La mujer, mejor dicho, la joven que se encuentra de espaldas a nosotros se aleja. Intuyo que es una joven debido al cuerpo bien formado que posee. Su postura, aunque tensa por la situación, revela juventud y vitalidad.
—No la defiendas —brama mi madre—. Sabes que tengo razón, esa insolente terminó despertándote.
—Sí, es verdad que desperté con el ruido, pero no por eso vas a maltratar a las empleadas. Mamá, tú no eres así —replico frunciendo el ceño ya que ese aroma que quedó en el aire me pareció haberlo respirado en otro lugar. Es un perfume sutil, floral, que evoca recuerdos que no logro ubicar con precisión.

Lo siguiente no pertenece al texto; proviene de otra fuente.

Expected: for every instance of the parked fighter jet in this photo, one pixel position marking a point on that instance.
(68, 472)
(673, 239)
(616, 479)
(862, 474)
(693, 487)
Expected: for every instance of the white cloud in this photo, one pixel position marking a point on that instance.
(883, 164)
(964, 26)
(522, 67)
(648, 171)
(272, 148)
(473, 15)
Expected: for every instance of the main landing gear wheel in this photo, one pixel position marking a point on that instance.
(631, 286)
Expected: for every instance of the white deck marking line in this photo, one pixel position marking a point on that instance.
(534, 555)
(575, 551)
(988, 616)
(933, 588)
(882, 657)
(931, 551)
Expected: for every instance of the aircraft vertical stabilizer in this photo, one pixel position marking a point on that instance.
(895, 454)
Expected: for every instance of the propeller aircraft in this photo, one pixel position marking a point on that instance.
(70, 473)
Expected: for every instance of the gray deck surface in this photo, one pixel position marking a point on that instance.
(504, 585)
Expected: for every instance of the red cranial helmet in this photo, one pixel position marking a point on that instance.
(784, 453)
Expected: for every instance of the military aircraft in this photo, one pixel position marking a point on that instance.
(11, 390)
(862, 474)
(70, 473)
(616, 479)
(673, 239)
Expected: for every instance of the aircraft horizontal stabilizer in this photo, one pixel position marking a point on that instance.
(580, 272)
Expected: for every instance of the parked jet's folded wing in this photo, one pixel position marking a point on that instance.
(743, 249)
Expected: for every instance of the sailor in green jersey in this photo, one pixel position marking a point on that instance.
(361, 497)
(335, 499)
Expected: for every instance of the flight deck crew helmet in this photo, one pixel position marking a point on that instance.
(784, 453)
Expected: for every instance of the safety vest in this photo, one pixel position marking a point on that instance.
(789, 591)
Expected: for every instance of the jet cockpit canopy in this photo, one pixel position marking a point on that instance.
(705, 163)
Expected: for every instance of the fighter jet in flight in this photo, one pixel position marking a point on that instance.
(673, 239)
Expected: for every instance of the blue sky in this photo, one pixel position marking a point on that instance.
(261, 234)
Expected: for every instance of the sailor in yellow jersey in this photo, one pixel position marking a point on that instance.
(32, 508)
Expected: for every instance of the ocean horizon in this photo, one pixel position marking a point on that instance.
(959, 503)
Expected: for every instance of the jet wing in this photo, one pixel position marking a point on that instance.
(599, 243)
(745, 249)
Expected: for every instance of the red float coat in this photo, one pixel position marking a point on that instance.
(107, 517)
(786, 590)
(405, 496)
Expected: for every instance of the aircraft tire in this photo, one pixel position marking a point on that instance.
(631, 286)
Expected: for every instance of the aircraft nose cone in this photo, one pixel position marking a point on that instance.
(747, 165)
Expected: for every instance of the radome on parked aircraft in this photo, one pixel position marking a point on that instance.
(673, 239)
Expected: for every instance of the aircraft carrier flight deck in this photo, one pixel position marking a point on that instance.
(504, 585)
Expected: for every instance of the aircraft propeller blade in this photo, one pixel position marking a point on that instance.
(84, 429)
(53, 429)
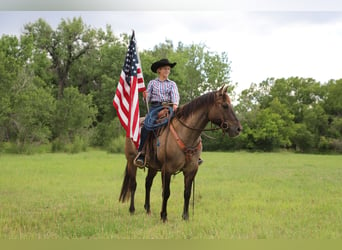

—Hijo, por favor. No interfieras en mi manera de ser con ella, además, no es mi empleada. Sabes que no trato así a mis empleados.
—¿Cómo es eso de que no es tu empleada? Entonces, ¿por qué está haciendo la limpieza? —indago sin apartar la mirada de aquella mujer, que por cierto tiene unas curvas bien pronunciadas. Su figura, enmarcada por el uniforme de trabajo, es innegablemente atractiva.
—Es la sobrina de Félix, Dominga la ha traído para que la ayude, según Dominga no se da abasto con las otras tres empleadas.
—Félix, ¿el capataz? —cuestiono curioso. El nombre me trae recuerdos vagos de un hombre alto y fornido, siempre ocupado con las tareas de la finca.
—Sí, pero dejemos de hablar de esa mocosa y su familia. Mejor vamos a desayunar.
—Está bien —pronuncio dándole una última mirada a esa joven, quien se encuentra de espaldas limpiando el pequeño bar. Hay algo en ella que me intriga, una familiaridad que no logro descifrar.
Mi madre pasa su brazo por mi espalda y caminamos abrazados hasta el comedor. A pesar de su actitud anterior, siento el cariño en su gesto. Es como si el tiempo no hubiera pasado y volviera a ser el niño que ella solía consolar.
—Dominga, por favor, que nos sirvan el desayuno.
—Está bien.
Me siento a esperar el desayuno, sumergido y perdido en mis pensamientos porque ese aroma se ha quedado impregnado en mi olfato desde la noche anterior. Es como un hilo invisible que conecta el presente con un pasado reciente, un pasado que se niega a revelarse completamente.
Sigo recordando de dónde había percibido ese olor. Como cuando pasa una estrella fugaz, el recuerdo de aquella noche llega a mi mente. La imagen borrosa de una discoteca, luces parpadeantes, música estruendosa y... ese perfume.